Subrogation is a concept that's well-known in legal and insurance circles but often not by the people they represent. Even if you've never heard the word before, it is in your self-interest to comprehend the nuances of how it works. The more knowledgeable you are about it, the more likely an insurance lawsuit will work out favorably.
Every insurance policy you have is a commitment that, if something bad occurs, the insurer of the policy will make restitutions in one way or another in a timely manner. If a blizzard damages your property, for example, your property insurance steps in to repay you or enable the repairs, subject to state property damage laws.
But since determining who is financially accountable for services or repairs is sometimes a tedious, lengthy affair – and delay often adds to the damage to the policyholder – insurance companies usually decide to pay up front and assign blame after the fact. They then need a way to regain the costs if, when there is time to look at all the facts, they weren't actually responsible for the payout.
Let's Look at an Example
You go to the doctor's office with a gouged finger.

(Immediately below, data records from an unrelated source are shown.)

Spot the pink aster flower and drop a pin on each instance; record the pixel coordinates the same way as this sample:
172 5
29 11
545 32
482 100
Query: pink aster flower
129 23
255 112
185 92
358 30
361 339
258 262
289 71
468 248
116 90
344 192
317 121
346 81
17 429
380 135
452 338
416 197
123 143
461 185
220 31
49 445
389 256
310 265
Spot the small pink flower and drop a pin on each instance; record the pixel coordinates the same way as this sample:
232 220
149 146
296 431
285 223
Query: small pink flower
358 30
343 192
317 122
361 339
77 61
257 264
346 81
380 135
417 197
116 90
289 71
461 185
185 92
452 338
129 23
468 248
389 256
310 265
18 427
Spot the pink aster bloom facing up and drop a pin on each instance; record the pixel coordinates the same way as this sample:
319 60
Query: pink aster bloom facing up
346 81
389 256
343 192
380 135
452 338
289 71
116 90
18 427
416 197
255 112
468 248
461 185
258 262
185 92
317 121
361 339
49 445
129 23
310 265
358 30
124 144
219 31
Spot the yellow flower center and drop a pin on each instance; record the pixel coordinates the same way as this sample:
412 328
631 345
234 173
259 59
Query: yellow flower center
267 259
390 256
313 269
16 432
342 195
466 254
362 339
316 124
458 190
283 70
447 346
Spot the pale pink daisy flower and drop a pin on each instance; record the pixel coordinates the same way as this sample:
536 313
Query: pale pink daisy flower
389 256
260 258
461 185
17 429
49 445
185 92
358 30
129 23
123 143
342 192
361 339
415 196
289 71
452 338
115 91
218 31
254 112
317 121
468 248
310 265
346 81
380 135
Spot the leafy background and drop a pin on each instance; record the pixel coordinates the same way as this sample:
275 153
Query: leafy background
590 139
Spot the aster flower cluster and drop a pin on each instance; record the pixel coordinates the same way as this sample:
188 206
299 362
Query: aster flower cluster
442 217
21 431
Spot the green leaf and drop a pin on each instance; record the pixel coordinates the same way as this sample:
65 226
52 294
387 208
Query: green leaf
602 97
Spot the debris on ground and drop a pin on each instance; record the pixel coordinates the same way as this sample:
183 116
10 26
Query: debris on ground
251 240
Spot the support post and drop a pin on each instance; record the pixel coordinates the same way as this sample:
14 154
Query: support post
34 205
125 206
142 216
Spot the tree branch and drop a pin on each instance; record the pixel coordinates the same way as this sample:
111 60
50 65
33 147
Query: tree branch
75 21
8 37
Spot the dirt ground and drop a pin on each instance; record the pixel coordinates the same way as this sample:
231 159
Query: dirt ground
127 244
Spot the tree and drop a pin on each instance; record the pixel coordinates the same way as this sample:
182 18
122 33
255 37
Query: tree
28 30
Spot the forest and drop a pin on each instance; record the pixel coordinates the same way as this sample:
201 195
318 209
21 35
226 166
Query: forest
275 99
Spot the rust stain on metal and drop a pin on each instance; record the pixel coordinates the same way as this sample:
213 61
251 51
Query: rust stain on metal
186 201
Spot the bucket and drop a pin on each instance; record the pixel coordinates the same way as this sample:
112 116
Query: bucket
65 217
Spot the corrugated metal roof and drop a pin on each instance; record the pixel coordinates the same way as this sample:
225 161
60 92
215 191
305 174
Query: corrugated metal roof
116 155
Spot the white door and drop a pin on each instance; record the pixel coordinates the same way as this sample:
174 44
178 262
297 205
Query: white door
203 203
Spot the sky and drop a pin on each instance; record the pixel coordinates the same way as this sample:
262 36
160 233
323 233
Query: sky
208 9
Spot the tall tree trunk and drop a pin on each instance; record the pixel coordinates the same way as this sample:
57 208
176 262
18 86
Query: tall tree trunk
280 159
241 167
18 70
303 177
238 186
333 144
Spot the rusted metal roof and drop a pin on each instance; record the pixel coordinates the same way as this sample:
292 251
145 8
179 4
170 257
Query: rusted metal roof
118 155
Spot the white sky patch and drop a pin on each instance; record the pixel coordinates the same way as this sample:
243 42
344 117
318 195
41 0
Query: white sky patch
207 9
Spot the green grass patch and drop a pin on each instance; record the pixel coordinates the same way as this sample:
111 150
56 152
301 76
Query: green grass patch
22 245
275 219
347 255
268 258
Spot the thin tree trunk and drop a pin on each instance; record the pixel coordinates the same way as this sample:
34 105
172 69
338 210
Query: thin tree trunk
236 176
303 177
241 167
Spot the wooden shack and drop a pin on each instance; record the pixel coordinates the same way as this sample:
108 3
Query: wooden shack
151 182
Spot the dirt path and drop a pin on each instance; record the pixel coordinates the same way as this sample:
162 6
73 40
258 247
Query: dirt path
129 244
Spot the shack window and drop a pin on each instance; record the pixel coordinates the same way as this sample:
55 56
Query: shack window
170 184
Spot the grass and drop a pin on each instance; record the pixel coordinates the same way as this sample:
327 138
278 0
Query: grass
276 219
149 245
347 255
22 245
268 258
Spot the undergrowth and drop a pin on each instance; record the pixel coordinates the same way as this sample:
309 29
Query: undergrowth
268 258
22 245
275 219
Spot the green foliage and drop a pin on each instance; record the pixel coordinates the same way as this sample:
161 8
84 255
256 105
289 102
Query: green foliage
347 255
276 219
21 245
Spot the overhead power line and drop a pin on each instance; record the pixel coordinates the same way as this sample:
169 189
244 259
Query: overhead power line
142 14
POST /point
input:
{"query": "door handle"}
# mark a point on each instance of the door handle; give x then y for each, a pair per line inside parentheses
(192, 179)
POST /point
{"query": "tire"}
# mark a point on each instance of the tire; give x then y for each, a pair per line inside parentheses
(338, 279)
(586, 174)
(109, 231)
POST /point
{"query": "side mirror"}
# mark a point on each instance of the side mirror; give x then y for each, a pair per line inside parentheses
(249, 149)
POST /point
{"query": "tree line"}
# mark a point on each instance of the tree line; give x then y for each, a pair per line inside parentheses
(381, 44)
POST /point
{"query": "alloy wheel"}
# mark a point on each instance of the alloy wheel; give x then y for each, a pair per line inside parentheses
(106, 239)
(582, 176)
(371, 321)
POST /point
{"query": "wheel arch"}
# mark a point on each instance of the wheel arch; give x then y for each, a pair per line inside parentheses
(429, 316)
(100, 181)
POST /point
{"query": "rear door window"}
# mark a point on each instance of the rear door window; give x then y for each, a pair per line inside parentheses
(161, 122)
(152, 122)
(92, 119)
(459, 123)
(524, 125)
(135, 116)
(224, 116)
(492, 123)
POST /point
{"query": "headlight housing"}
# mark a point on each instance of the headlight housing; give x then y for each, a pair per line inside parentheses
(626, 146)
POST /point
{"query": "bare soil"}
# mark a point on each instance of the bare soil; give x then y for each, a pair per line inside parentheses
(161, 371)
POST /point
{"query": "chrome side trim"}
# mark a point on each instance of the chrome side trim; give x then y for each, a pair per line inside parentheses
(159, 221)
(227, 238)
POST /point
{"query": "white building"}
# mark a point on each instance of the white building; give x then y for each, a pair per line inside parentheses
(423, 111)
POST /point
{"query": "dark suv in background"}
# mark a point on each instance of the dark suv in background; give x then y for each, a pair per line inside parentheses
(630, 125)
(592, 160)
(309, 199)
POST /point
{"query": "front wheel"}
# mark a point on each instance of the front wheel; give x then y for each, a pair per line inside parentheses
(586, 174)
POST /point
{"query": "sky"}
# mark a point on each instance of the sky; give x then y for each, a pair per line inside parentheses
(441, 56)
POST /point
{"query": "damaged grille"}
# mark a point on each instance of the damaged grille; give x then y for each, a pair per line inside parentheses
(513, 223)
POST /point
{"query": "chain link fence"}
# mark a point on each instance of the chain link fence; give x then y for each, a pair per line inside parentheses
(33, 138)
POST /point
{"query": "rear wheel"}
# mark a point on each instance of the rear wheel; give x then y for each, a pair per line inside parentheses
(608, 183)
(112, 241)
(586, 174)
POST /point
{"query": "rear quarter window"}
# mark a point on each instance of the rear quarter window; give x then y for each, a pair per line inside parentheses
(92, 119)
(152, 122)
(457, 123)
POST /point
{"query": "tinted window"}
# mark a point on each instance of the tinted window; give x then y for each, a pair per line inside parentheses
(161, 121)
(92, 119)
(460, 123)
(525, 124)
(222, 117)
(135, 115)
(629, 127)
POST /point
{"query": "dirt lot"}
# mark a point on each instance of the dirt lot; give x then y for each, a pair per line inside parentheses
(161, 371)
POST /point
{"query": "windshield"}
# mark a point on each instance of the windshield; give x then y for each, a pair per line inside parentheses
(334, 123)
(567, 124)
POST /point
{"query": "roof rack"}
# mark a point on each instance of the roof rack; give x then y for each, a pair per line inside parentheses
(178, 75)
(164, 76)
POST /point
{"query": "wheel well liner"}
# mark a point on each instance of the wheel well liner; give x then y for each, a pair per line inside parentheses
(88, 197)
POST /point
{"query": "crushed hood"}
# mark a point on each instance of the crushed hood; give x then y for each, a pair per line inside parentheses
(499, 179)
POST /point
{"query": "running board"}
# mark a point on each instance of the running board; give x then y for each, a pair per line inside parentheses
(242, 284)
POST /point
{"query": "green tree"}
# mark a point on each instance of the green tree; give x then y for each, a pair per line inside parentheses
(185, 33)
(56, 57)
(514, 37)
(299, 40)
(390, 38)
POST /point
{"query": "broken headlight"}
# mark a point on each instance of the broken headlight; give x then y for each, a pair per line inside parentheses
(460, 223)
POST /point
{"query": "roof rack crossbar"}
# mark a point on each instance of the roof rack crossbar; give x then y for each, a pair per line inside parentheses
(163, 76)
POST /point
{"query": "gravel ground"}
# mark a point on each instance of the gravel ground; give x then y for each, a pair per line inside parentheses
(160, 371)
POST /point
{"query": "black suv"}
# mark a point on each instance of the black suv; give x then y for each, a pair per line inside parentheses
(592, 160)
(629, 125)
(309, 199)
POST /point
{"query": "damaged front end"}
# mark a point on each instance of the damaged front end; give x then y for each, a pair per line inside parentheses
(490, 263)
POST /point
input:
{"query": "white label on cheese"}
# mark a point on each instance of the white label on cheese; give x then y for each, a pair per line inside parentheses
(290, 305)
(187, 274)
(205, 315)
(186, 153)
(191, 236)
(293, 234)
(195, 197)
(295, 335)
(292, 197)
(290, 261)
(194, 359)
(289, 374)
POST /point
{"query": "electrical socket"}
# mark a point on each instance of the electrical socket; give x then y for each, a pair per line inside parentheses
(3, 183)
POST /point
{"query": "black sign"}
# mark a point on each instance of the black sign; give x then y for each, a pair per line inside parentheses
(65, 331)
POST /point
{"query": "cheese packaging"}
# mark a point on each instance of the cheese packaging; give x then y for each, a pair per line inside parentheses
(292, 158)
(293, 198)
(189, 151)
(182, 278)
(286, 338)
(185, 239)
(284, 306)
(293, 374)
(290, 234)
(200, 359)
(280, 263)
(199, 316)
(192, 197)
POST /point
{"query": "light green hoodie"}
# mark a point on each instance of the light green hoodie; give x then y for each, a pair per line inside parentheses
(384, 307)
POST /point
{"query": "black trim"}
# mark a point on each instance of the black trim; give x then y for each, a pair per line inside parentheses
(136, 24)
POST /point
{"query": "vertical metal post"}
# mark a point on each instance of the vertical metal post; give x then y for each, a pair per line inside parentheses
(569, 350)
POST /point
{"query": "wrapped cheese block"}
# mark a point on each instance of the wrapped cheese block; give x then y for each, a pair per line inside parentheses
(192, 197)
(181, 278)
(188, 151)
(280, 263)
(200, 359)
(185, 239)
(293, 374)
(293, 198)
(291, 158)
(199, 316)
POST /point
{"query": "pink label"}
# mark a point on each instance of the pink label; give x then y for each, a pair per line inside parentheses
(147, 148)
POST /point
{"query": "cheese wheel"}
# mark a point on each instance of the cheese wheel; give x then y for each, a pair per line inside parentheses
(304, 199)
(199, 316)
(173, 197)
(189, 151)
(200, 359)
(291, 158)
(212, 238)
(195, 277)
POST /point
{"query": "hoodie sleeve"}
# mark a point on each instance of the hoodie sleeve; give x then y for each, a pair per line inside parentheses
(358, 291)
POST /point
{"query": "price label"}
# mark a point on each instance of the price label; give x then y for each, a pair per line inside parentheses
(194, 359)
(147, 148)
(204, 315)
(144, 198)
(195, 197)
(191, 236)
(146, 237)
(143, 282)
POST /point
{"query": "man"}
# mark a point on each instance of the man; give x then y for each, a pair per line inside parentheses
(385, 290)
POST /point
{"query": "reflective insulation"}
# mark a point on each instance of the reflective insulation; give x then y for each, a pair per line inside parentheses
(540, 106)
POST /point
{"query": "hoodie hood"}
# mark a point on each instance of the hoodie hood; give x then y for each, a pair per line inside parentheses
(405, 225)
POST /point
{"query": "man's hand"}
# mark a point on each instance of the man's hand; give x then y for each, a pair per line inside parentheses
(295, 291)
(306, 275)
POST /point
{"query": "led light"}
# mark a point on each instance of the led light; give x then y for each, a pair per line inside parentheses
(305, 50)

You give the receptionist your medical insurance card and she writes down your plan information. You get stitched up and your insurer gets an invoice for the medical care. But on the following afternoon, when you clock in at your workplace – where the accident occurred – your boss hands you workers compensation paperwork to fill out. Your employer's workers comp policy is actually responsible for the expenses, not your medical insurance company. It has a vested interest in getting that money back somehow.
How Subrogation Works
This is where subrogation comes in. It is the way that an insurance company uses to claim reimbursement when it pays out a claim that turned out not to be its responsibility. Some companies have in-house property damage lawyers and personal injury attorneys, or a department dedicated to subrogation; others contract with a law firm. Under ordinary circumstances, only you can sue for damages done to your self or property. But under subrogation law, your insurer is considered to have some of your rights in exchange for making good on the damages. It can go after the money originally due to you, because it has covered the amount already.
Why Does This Matter to Me?
For starters, if your insurance policy stipulated a deductible, your insurer wasn't the only one who had to pay. In a $10,000 accident with a $1,000 deductible, you have a stake in the outcome as well – to the tune of $1,000. If your insurer is timid on any subrogation case it might not win, it might choose to recover its losses by upping your premiums. On the other hand, if it knows which cases it is owed and goes after those cases efficiently, it is acting both in its own interests and in yours. If all ten grand is recovered, you will get your full $1,000 deductible back. If it recovers half (for instance, in a case where you are found one-half responsible), you'll typically get $500 back, based on the laws in most states.
Furthermore, if the total loss of an accident is more than your maximum coverage amount, you could be in for a stiff bill. If your insurance company or its property damage lawyers, such as personal injury law firm Marietta, GA, pursue subrogation and succeeds, it will recover your losses as well as its own.
All insurers are not created equal. When comparing, it's worth comparing the reputations of competing agencies to evaluate whether they pursue legitimate subrogation claims; if they do so without delay; if they keep their clients apprised as the case proceeds; and if they then process successfully won reimbursements immediately so that you can get your money back and move on with your life. If, instead, an insurance firm has a reputation of paying out claims that aren't its responsibility and then covering its bottom line by raising your premiums, even attractive rates won't outweigh the eventual headache.